Voyage au bout de l’Europe
Love’s Labour retrace la cartographie imaginaire des voyages du photographe de l’Angleterre à l’Espagne, en passant par la France, la Grèce, l’Italie ou encore les Pays-Bas et l’Allemagne. Si le photographe confesse n’avoir pas eu « à l’époque, de large plan conceptuel », il se dégage néanmoins de sa série une cohérence parfaitement limpide. De l’Europe, en effet, Purtell capture un sentiment, une manière d’être et de jouir de la période estivale. Cherchant à immortaliser « les petits gestes de la vie », le photographe oriente sa pratique vers les attitudes de ceux qui la font, pourvues qu’elles reflètent un peu de cette Europe historique qui le fait « se sentir comme chez [lui] ».
Un motif architectural, le titre d’un livre (Der Steppenwolf) ou un encart publicitaire : ces seuls indices distillent dans les photographies de Love’s Labour la possibilité d’un ancrage géographique à travers le Vieux continent. Si le cadre change, les attitudes demeurent et se répètent : sur les pelouses ou au bord des piscines, les corps nus s’étirent et s’alanguissent ; au bord des fontaines et sur les bancs publics, les personnages s’absorbent dans leurs pensées, caressés par les rayons du soleil. L’insouciance, pourtant, n’irradie pas de ces clichés. Aux plaisirs de l’été s’associent des visages songeurs, parfois las. Les Européens de Purtell semblent s’afficher et être à l’image de leurs racines : ils résistent au passage du temps comme les statues qu’ils ont érigées, avec superbe et gravité.
Des heures au soleil
Dans un noir et blanc impeccable, Purtell atteste à travers ses images d’un maniérisme pourtant non feint, à une époque où les gens « ne posaient pas immédiatement ou ne présentaient pas leur meilleur profil ». Il ressort pourtant de ses photographies un sentiment cinématographique prégnant, un sens inné du cadre rappelant autant Alain Resnais que Robert Bresson, dont Purtell cite volontiers Pickpocket. Assis dans l’herbe, un verre de vin rouge à la main, les regards d’un couple se croisent sans se voir, conduits par leurs propres réflexions. Ils font face, au milieu d’un parc, à une statue conquérante, sorte d’Hercule laissant place, en arrière-plan, à un penseur en pleine introspection. Pour Sergio Purtell, « les images doivent avoir une structure intrinsèque, qui leur donne métaphoriquement vie ».
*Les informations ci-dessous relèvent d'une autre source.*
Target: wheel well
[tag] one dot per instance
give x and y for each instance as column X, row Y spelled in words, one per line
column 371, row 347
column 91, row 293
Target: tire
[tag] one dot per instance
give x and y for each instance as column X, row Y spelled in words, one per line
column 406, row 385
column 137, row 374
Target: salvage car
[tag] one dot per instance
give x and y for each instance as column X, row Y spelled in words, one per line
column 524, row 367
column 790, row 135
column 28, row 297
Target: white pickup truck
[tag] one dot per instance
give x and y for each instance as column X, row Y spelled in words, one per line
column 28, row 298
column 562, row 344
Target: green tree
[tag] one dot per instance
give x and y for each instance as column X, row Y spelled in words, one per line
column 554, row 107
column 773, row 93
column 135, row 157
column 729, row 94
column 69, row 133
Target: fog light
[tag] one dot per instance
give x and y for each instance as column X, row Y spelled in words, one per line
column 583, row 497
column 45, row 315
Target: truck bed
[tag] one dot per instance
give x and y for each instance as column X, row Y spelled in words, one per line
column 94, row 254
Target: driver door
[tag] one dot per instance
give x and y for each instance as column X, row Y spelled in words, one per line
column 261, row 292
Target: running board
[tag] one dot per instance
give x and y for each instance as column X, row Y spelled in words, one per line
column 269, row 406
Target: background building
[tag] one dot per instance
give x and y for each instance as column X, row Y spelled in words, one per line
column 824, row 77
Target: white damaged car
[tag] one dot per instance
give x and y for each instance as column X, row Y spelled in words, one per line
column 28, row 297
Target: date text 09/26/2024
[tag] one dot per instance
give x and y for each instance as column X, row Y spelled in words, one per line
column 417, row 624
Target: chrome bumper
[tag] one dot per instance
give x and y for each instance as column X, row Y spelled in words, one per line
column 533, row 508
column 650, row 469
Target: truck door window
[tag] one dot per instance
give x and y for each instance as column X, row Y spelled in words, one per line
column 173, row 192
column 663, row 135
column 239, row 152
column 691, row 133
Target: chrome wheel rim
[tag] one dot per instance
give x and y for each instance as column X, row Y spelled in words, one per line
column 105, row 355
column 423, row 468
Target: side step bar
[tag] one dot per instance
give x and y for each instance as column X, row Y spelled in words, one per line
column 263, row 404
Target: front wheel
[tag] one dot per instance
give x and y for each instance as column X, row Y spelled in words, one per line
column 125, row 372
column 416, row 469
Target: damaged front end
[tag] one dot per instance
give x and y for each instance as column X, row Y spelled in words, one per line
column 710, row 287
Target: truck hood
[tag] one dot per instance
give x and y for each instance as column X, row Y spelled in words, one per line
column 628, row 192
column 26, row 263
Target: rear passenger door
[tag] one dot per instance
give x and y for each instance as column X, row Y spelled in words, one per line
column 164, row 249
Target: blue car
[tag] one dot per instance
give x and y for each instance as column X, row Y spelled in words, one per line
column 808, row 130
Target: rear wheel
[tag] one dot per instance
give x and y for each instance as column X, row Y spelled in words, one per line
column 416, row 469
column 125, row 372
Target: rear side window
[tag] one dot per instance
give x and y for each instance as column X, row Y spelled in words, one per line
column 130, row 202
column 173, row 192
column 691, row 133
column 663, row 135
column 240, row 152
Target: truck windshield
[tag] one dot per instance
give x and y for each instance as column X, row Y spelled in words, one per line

Siestes urbaines, complicités amoureuses, jeux aquatiques des enfants sont autant de moments authentiques et intemporels auxquels Purtell donne vie. On pourrait passer des heures à observer ou à imiter ce dormeur citadin posté devant la Tour Eiffel, ces lecteurs sur transats ou ces rêveurs nocturnes attablés aux terrasses des cafés. Il y a quelque chose de noble et de décadent dans cet été européen, comme un objet précieux laissé trop longtemps au soleil.
Love’s Labour de Sergio Purtell est publié par STANLEY/BARKER. 112 pages, 40£.